Math - optional or necessary?

A little over three years ago Janine and I were talking with a couple. It turned out the wife was an elementary school teacher. I asked which grade she taught. She said something about teaching the lower grades because fifth grade math was too hard.

Janine has a friend who is a kindergarten teacher. During a conversation it came up that she liked kindergarten, because the second grade math was too hard for her.

Even now, years later, I still find both of these events mind boggling. I can understand struggling with calculus or even some aspects of algebra. I don't understand how two digit multiplication could be a problem.

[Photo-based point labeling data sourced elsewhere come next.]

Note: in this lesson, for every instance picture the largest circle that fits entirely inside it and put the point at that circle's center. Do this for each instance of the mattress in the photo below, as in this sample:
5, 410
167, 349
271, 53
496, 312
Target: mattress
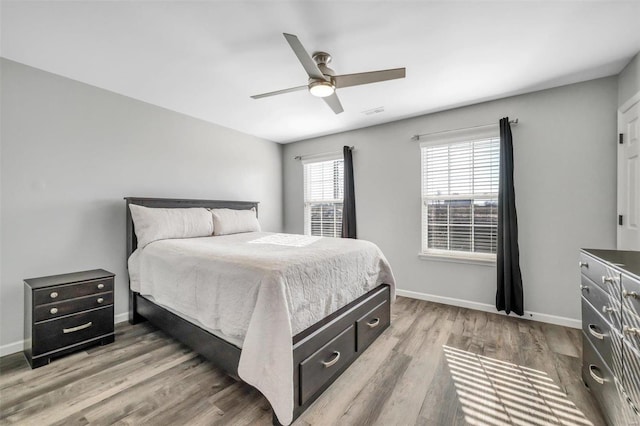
259, 289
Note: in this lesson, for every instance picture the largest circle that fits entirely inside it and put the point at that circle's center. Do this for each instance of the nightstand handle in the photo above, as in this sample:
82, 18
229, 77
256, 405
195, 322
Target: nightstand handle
78, 328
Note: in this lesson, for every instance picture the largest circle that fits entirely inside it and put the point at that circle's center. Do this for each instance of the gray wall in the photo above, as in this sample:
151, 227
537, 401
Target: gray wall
629, 80
565, 156
70, 152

My oldest daughter doesn't like math. She has to work hard to master the concepts. She's asked a few times this year about why she has to study algebra. Some of my main reasons are:

1) Helps to develop logic skills
2) Helps provide a better prepective of the world, a deeper understanding
3) Helps to develop discipline

Not everyone needs to master calculus. But I think everyone should be able to do at least handle addition, subtraction, multiplication, division, and some simple algebra.

Issues with teachers not being able to handle basic math may have some root causes in teacher schools. A recent article reports that U.S. Teachers Not Well Prepared to Teach Mathematics:

In a seminal study of international teacher preparation released today, researchers found a striking parallel between future U.S. teachers’ knowledge of mathematics content and the performance of the students they teach.
Led by education and mathematics experts at Michigan State University (MSU), the Teacher Education Study in Mathematics (TEDS-M) is an international examination of how math teachers at both elementary and middle school levels are trained.

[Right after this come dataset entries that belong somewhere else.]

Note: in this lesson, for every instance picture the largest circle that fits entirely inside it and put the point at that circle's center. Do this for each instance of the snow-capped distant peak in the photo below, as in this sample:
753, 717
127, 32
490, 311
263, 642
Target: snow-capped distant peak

The article continues later with:

The study reveals that middle school mathematics teacher preparation is not up to the task. U.S. future teachers find themselves straddling the divide between the successful and the unsuccessful, leaving the U.S. with a national choice of which way to go.
The findings of TEDS-M additionally revealed that the preparation of elementary teachers to teach mathematics was comparatively somewhat better as the U.S. found itself in the middle of the international distribution, along with other countries such as the Russian Federation, Germany and Norway, but behind Switzerland, Taiwan and Singapore.
“Our future teachers are getting weak training mathematically and are not prepared to teach the demanding curriculum needed for U.S. students to compete internationally,” said William Schmidt, Ph.D., MSU Distinguished Professor of Education and Statistics, who directed the Study.


It is no wonder that many students are graduating from public high schools without the basic skills needed to survive in our high tech world. Too many teachers can't teach them.

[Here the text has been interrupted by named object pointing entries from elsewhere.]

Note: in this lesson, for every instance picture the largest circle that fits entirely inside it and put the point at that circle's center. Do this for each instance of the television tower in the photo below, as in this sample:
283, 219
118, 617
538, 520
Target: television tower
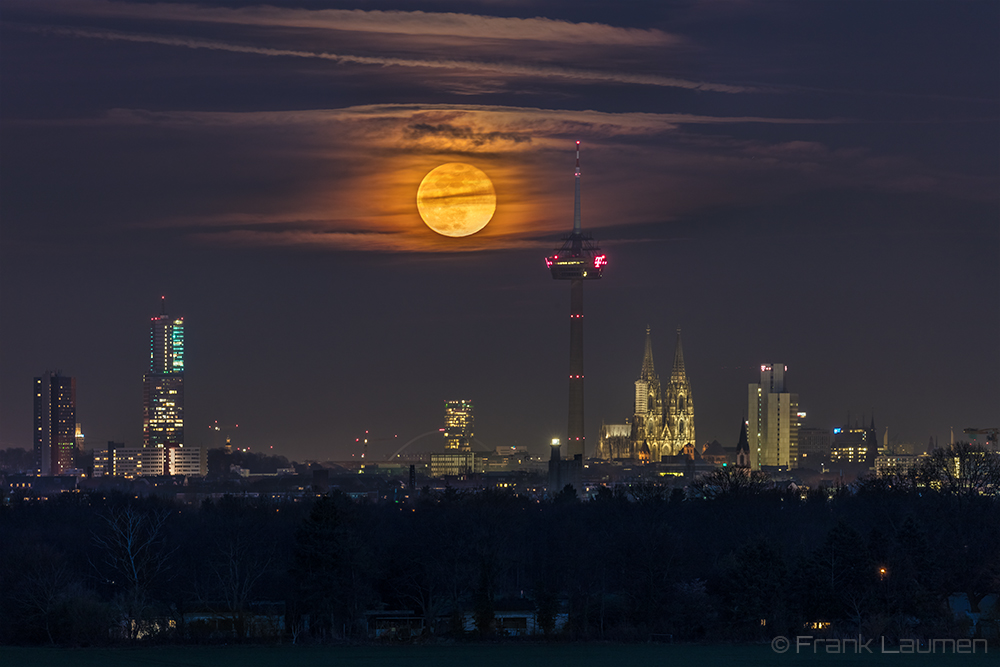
577, 260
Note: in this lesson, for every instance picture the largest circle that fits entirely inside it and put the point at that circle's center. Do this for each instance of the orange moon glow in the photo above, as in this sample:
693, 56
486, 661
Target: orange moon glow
456, 199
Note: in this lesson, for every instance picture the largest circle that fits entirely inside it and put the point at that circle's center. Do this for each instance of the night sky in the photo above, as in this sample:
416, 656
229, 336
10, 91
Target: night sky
810, 183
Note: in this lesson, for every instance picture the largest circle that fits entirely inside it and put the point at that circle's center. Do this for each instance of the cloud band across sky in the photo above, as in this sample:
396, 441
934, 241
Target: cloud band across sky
495, 68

(Hat tip: Homeschool Math Blog)

Technorati tags: children, education, government schools, children, public school, public education


Professor Homunculus said...

Yes, sad, isn't it? I wouldn't blame it on the teachers, though. The way they were taught would probably beat the curiosity out of the best of us.

You are so right about math helping to instill logical thought in people. Unfortunately, what we have in school is not math, it's math ed.

What a difference. One fosters logic and curiosity, the other kills those things by beating us over the head with standardized tests. Math ed, as practiced in most schools (and as taught in most math ed departments of colleges) is about punishing children for not jumping through the right hoops.

Math needs to be freed of "curriculums" and fostered by good books, inspired teachers, meaningful games (like KenKen, Nimm, dominoes, etc.) and not pandering tripe like "Learn multiplication with Barney," or songs, rhymes and other things that are strictly for babies. You can memorize with songs and games, but you can't learn about what you are mindlessly repeating.

You have a great blog. I'm sure to visit again. You perform a good service to your readers. Thanks.

Crimson Wife said...

I was shocked when my MIL, who is a retired 3rd grade teacher, had difficulty helping my 7 y.o. with the math in her 3rd grade Singapore book. And it wasn't that she was unfamiliar with the Singapore approach- she was having trouble with the actual arithmetic part.

Granted Singapore does run about a grade ahead so it was stuff typically covered in 4th grade. But still, it really wasn't all that hard. I came away thinking, "How can somebody become a teacher if she can't do 4th grade math?"

VinceRN said...

We're a new home school family, just getting started. You've shown one of the primary reasons we've decided to go this route. Not only is math not optional, math is the most important part of education, it helps shape the brain, helps form an understanding of logic and is a necessary foundation to everything else in life.

I wouldn't expect everyone, or even my kids, to master calculus, but without some understanding of algebra and geometry it's hard function as an adult. Everything we do, building, cooking, investing, budgeting, traveling, everything involves math and is easier and more enjoyable with an understanding of basic math.

Thanks' for pointing out that study, an interesting read.